Saturday, April 13, 2019 | 2 a.m.
SAN DIEGO — Before we talk about President Donald Trump and the U.S.-Mexico border, let’s catch up on the contradictions.
Having been elected president in large part because he promised to take charge and end illegal immigration, Trump is now in retreat. Whereas he once boasted that border crossings were down, Trump now claims that the border is being overrun by a “colossal surge” that he can’t stop. While normally critical of outsourcing, he is trying to pass on the job of ending illegal immigration to Mexico, Honduras, Guatemala and El Salvador. Also, while Trump has bashed repressive countries for stifling freedom, and last year reversed the Obama administration’s policy to open up relations with Cuba, Trump now wants other Latin America countries to lock their doors and hold their own people hostage, denying them one of the most basic freedoms — freedom of movement. Lastly, for someone who rails against the snooty coastal elites while courting working-class voters in the Rust Belt, Trump becomes quite the elitist when deciding who gets to enter the United States and who gets turned away.
It’s odd. For someone who can’t stop talking about immigration and who clearly intends to put it front and center in his bid to win re-election, the president is constantly showing the world just how little he understands the subject matter.
For instance, Trump seems to have mistaken America for one of his luxury hotels. When he decides that many undesirables are coming in, he simply hangs out a sign announcing: “No Vacancy.”
He fails to grasp the complexities of illegal immigration, and he never talks about what fuels it: the hiring habits of U.S. employers. In a recent interview with Fox News, Trump bragged that he could change our country’s immigration laws in only “15 minutes.” And after threatening to close the 2,000-mile U.S.-Mexico border with the stroke of a pen, he had to back off when business leaders schooled him on the dangers of jeopardizing more than $1.7 billion in daily cross-border trade and retail spending.
Also, did Trump really oust Homeland Security Secretary Kirstjen Nielsen for not stopping something that has happened for centuries — people crossing borders in search of a brighter tomorrow, even if it means doing so without an invitation?
If Trump thinks it’s fair to force out the secretary of homeland security for not stopping illegal immigration, what’s next? Dismissing the secretary of housing and urban development for not ending homelessness? Canning the secretary of defense for not ending terrorism? Or getting rid of the attorney general for not ending crime? Pick your impossible task.

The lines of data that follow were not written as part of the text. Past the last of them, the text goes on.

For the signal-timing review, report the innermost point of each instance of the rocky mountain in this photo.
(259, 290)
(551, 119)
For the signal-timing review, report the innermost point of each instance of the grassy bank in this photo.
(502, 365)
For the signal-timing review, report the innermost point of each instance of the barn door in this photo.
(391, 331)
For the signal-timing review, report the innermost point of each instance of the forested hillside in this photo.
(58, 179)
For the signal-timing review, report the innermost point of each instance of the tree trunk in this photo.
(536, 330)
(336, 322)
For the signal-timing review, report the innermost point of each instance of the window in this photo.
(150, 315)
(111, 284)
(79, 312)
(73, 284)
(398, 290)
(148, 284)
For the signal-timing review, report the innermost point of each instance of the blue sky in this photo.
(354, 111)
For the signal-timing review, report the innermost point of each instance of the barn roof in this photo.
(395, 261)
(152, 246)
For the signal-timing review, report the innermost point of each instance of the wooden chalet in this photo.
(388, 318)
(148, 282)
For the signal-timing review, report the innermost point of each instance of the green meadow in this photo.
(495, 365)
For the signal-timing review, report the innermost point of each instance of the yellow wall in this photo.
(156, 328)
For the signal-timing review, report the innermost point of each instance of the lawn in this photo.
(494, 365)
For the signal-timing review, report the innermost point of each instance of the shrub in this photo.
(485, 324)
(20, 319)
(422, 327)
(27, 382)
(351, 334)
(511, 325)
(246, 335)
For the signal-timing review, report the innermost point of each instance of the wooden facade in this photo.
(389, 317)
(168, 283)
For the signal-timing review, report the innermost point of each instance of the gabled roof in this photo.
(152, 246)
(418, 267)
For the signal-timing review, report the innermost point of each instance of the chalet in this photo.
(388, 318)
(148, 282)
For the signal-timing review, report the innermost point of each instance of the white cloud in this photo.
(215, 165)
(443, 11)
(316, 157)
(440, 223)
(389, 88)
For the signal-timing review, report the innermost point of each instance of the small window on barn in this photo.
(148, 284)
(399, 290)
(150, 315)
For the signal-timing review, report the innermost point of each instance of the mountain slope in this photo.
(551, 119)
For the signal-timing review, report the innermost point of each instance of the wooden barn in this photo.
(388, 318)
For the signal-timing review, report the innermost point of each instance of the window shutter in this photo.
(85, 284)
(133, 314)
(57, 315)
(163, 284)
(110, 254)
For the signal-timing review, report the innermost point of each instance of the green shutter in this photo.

Trump also seems confused about who is immigrating — and what they bring to this country. First, the president accuses Mexico of “not sending their best.” Then, he laments that so many of the people taken in by the United States come from what he calls “s---hole countries.” And just last week, he complained that nations in Central America are not “giving us their finest.”
What Trump doesn’t understand is that America isn’t a selective Ivy League university that you can get your kid into if your check has enough zeros. Rather, it’s a colony of bruised people with broken dreams. It’s the land of second chances, where the poor and the desperate go when “Plan A” didn’t pan out. It’s the last stop for the unskilled and uneducated, the cheated and mistreated, the unconnected and unprotected.
The rich and famous don’t usually come here. In fact, those folks tend not to leave their home countries because things are going well for them there. You don’t leave a slot machine that is spitting out silver dollars.
But here’s the twist. America always gets the best and the finest — the risk takers, the hard workers, the dreamers, the optimists. We get the brave and the sturdy. The weak, the timid, and the dependent will often stay behind.
This was true with the English, Irish, Italians and Jews. It’s true with the Mexicans, Salvadorans, Guatemalans and Hondurans.
It’s the American story. The only difference is skin color. Unfortunately, that’s all some people see.
Life is funny. If Trump and his elitism were running the U.S. immigration system in 1885 when his grandfather emigrated from Germany in what historians suggest was an attempt to avoid military service, Friedrich Trump might have been denied entry because he was thought to be of inferior stock.
There would be no Donald Trump. What a pleasant thought.
Ruben Navarrette is a columnist for The Washington Post.